Hailing from the small town of Vidalia, Georgia, America’s favorite sweet onion unearths itself early in the growing season each year. This awe inspiring allium owes a lot of its fame to the agronomy of the region. The soil in the greater Vidalia region of Georgia has extremely low levels of sulfur. Additionally, the Vidalia Onion Committee (yep they exist) note that the weather is a perfect combination of slow, but steady warming soil temperatures, and intermittent rain in the early spring. These factors result in an onion that is sweet, without the sharp taste of other varieties, or the tears!
This recipe re-imagines a traditional way Vidalia onions are prepared: baked! Here in the North East we are totally accustomed to the idea of a baked potato as a side, so get on board and ditch the skepticism!! If you think about it, a baked Vidalia onion has a lot more to offer than a potato. Tough skin, and starch of a potato cannot compete with layered textures, burst of flavor, and progressive caramelization that a baked onion can offer. I’ve added a little nod to the heart of Wolff’s Apple House and served these springtime beauties with savory caramelized apples and brie cheese.

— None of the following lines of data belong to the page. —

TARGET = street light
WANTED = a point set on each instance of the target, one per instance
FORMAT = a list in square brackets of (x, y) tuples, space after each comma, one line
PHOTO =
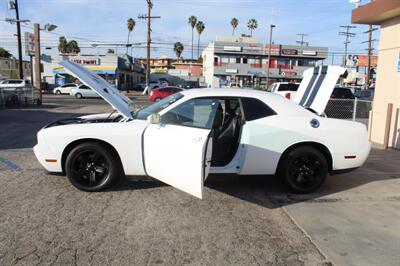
[(38, 78), (272, 26)]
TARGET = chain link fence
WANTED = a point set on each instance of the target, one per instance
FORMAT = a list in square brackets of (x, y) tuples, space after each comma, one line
[(351, 109), (16, 97)]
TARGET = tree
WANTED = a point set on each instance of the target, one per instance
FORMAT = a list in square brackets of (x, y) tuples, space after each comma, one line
[(192, 23), (62, 45), (73, 47), (131, 23), (252, 25), (4, 53), (200, 28), (178, 49), (234, 24)]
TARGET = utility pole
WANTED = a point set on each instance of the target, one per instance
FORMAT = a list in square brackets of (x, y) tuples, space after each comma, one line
[(38, 79), (369, 49), (272, 26), (347, 35), (20, 63), (302, 42), (148, 18)]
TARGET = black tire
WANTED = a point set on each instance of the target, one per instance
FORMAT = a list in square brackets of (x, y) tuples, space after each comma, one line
[(92, 167), (303, 170)]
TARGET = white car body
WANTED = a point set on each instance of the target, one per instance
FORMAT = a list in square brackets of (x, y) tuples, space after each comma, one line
[(83, 91), (285, 89), (180, 155)]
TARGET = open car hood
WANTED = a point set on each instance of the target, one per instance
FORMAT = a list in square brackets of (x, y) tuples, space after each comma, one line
[(317, 86), (110, 94)]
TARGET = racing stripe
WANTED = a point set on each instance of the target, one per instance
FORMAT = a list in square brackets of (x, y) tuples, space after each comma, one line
[(317, 86), (310, 85)]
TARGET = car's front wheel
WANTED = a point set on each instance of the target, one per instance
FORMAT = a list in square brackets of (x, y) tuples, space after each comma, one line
[(92, 167), (303, 169)]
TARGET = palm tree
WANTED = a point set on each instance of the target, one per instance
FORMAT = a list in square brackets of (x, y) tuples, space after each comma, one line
[(131, 23), (192, 23), (200, 28), (234, 24), (252, 25), (178, 49)]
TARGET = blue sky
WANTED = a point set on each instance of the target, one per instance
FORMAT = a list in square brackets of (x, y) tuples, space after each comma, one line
[(104, 21)]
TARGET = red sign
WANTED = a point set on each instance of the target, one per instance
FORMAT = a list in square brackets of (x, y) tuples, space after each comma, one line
[(289, 51), (288, 73)]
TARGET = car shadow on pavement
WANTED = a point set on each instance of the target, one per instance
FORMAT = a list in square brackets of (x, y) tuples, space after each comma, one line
[(18, 127)]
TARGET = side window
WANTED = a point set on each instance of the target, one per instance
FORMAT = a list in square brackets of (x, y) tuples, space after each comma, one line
[(255, 109), (193, 113)]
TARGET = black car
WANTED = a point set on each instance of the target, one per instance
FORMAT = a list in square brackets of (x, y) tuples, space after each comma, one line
[(341, 103)]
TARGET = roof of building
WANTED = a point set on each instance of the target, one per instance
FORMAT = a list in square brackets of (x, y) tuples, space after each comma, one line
[(376, 12)]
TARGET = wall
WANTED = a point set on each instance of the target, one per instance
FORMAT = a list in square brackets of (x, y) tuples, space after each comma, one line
[(387, 84)]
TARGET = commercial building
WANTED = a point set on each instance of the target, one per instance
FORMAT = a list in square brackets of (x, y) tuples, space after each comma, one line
[(9, 68), (385, 126), (244, 60), (123, 71)]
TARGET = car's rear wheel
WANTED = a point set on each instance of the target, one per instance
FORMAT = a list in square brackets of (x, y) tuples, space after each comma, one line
[(92, 167), (304, 169)]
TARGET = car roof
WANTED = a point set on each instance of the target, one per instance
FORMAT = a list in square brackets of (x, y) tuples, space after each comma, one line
[(278, 103)]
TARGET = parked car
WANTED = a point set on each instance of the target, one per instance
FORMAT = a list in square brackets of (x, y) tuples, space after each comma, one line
[(161, 93), (65, 89), (83, 91), (184, 137), (286, 89), (341, 103)]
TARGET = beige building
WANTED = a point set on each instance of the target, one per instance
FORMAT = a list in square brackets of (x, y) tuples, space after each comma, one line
[(385, 13)]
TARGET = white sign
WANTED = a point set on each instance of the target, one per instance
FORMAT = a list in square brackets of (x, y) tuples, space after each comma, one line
[(233, 48), (231, 70), (309, 52)]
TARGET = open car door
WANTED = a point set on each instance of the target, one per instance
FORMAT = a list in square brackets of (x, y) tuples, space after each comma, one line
[(317, 86), (178, 149)]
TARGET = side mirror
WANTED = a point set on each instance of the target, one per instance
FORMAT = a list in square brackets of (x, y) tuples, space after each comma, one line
[(154, 118)]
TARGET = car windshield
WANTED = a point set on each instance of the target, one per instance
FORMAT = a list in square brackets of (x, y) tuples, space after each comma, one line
[(156, 107)]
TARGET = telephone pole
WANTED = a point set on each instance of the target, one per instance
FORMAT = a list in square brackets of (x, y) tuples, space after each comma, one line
[(369, 49), (20, 63), (148, 18), (302, 42), (347, 35)]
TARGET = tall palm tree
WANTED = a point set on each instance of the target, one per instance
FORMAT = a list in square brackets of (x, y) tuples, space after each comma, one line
[(178, 49), (200, 28), (192, 23), (131, 23), (234, 24), (252, 25)]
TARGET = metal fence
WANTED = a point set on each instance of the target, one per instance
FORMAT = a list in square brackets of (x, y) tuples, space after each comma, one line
[(351, 109), (16, 97)]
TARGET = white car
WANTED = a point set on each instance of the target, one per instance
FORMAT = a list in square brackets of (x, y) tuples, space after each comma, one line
[(65, 89), (286, 89), (183, 138), (83, 91)]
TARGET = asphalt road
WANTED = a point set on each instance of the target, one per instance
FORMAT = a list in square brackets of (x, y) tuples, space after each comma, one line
[(44, 220)]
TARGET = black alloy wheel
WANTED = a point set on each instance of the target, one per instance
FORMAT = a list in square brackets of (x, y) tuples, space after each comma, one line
[(304, 169), (91, 167)]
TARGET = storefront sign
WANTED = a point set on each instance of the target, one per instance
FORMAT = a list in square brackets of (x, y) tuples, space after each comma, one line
[(233, 48), (95, 61), (231, 70), (288, 73), (309, 52), (275, 49), (289, 51)]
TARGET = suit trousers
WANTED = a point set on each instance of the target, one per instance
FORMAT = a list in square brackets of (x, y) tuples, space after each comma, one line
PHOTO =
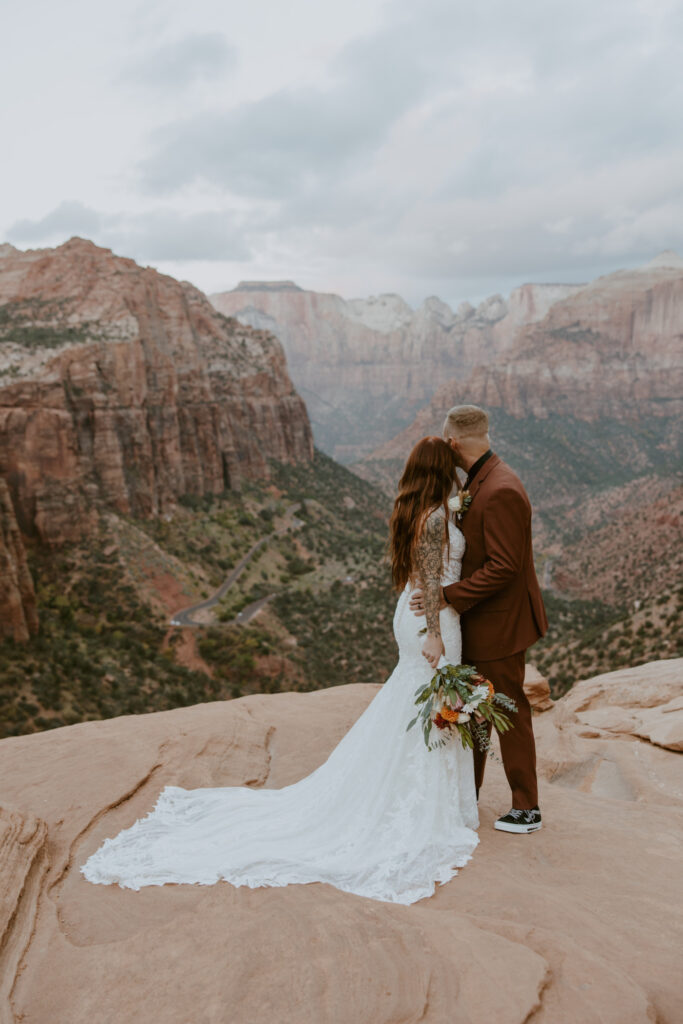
[(517, 744)]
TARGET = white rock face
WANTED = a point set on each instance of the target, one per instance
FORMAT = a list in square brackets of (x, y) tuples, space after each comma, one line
[(529, 303), (381, 312)]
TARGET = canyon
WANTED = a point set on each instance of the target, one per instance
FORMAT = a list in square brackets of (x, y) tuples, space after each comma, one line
[(589, 395), (122, 386), (365, 367)]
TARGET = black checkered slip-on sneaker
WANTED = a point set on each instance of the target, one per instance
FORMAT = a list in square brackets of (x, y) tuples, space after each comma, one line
[(520, 821)]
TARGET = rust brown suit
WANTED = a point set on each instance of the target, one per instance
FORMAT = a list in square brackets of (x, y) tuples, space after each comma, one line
[(502, 611)]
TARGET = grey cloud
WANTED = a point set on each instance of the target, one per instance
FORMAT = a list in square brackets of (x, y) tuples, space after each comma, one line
[(289, 142), (71, 217), (158, 235), (199, 56)]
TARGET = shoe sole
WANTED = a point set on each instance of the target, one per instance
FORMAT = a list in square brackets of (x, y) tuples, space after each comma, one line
[(504, 826)]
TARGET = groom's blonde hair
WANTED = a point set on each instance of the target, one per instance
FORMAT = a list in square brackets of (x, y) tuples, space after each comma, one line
[(466, 421)]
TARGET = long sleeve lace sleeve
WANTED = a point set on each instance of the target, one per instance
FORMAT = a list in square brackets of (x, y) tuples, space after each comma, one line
[(429, 558)]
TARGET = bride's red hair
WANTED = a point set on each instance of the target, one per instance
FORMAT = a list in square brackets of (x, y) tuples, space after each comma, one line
[(426, 483)]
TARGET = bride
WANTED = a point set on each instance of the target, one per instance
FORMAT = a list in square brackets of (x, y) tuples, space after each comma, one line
[(383, 816)]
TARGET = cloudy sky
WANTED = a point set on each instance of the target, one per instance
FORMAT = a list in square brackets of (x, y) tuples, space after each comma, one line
[(442, 147)]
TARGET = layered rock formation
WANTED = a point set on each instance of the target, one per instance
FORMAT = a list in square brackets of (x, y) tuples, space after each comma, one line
[(366, 366), (18, 616), (123, 386), (591, 394), (580, 922)]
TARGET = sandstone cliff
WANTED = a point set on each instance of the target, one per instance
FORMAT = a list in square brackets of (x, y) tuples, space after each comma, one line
[(122, 386), (366, 366), (589, 395), (580, 922), (18, 616)]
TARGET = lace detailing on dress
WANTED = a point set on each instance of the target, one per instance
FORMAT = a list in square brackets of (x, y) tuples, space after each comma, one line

Vidalia Onion with Savory Caramelized Apples
- 2 Vidalia Onions
- 2 Tbsp. salted butter
- 2 tsp. bouillon – chicken, beef, or vegetable
- Salt and pepper to season
- 2 Apples – peeled, cored, and diced – select a firm variety that will hold up in cooking
- ⅓ c. brown sugar
- 1 Tbsp. apple cider vinegar
- 1 Tbsp. butter
- ½ tsp. cinnamon
- ½ tsp. thyme – dried
- ⅛ tsp. rosemary – dried
- 1 dash clove – ground
- Preheat your oven to 350. Slice the top of the onions and peel the outer layer, leaving the root intact. The goal is to have the onion sit level, so if the root keeps it from doing that, you can slice of the bottom to create a flat bottom.
- Use a knife and cot a 1 inch deep cone into the top of the onion. Remove and discard, or dice and add to caramelized apples.
- Fill the hole with bouillon, and then cap with 1 Tbsp. of butter each. Season with salt and pepper to your liking.
- Wrap each onion in enough foil to fully enrobe it, ensuring there are no gaps. Pull the edges up and twist on the top. You need a tight seal for the bake to be successful. Feel free to use two layers if you want to be sure!
- Bake for 45-60 minutes, or until the onion is soft.
- While the onions are baking, start your caramelized apples. Start with a medium size pot. Melt the butter and add thyme and rosemary, cooking on low for up to 5 minutes, then strain and remove the herbs. This will impart the savory flavors of the herbs without having them end up in your final dish. Skip this step if a rosemary or thyme leaf in your food does not bother you.
- Add the vinegar, sugar, and chopped apples to the butter. Stir and cook for 3-5 minutes on medium/high heat until the sugar melts and starts to get a slight simmer. At this point, pull the heat back to low, add the cinnamon and cook for 8-10 minutes, stirring often. The apples should be tender and the sauce a golden/amber color.
- When the onions have finished, unwrap and turn on the broiler. Cut a wedge of brie cheese, leaving the rind on. The point should be up toward the broiler, and the round of the rind should be in the cavity a the top of the onion. Broil until the cheese melts.
- Spoon half of the caramelized apples into the bottom of two warmed bowls and nestle the onion on top. Drizzle the remaining caramelized apples over the onion and brie. Serve warm.